Georgana Falb Foster, 83, is an Independent Scholar of South Asian studies and member of the American Association of Southern Asian Art. After graduating form the University of Iowa in 1949, she worked in Calcutta, West Bengal, India for three years in a volunteer youth service project of the Women's Division of the Methodist church. She began collecting village craft objects, whose creation was being revived in post-independent India, mentored by Ajit Mookerjee, later first Director of the National Craft Museum in Delhi. She accompanied her husband John Foster, Agricultural Economics Professor at University of Massachusetts to many parts of South Asia from 1965-1995, collecting folk and popular art of the Hindu and Buddhist goddesses as well as the Christian Virgin Mary.

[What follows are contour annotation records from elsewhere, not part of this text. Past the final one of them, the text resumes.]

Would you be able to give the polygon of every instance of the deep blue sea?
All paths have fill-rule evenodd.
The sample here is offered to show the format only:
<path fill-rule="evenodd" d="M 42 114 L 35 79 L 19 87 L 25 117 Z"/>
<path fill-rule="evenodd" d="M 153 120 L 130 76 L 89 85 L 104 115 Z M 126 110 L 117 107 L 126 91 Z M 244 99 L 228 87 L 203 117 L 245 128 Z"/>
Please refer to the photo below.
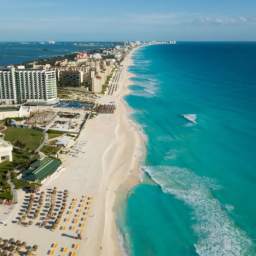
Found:
<path fill-rule="evenodd" d="M 61 43 L 45 44 L 34 42 L 31 42 L 29 44 L 15 42 L 6 43 L 0 44 L 0 66 L 7 66 L 11 63 L 13 65 L 21 64 L 25 61 L 47 59 L 72 52 L 105 48 L 104 46 L 76 46 L 65 44 L 63 42 Z M 44 51 L 43 49 L 48 49 L 49 51 Z"/>
<path fill-rule="evenodd" d="M 155 45 L 132 59 L 125 100 L 146 174 L 117 210 L 124 255 L 256 255 L 256 43 Z"/>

In 1972, Georgana began a self-designed degree in South Asian studies at the University of Hawaii, earning a certificate of Asian studies at UMass. She then took Five College courses in Art History, Anthropology, Literature and Religion of South Asia. She received a Bachelor's Degree in with a concentration on art and worship of the Indian goddess, in 1989 from UMass. In the 1990s, she gave the collection to the Museum of Art at the University of Iowa as a research collection. She has given papers at the Conference of South Indian Religion and the Wisconsin South Asian conference and is a co-author of a chapter on the pilgrimage to the popular goddess Vaishno Devi in Jammu in "Sacred Geography of Goddesses in South Asia" Scholarly Books (2010). Some of her mentors include Gary Tartakov, Indira Vishwanathan Peterson, Alan Babb, Dennis Hudson, and Frederique Marglin.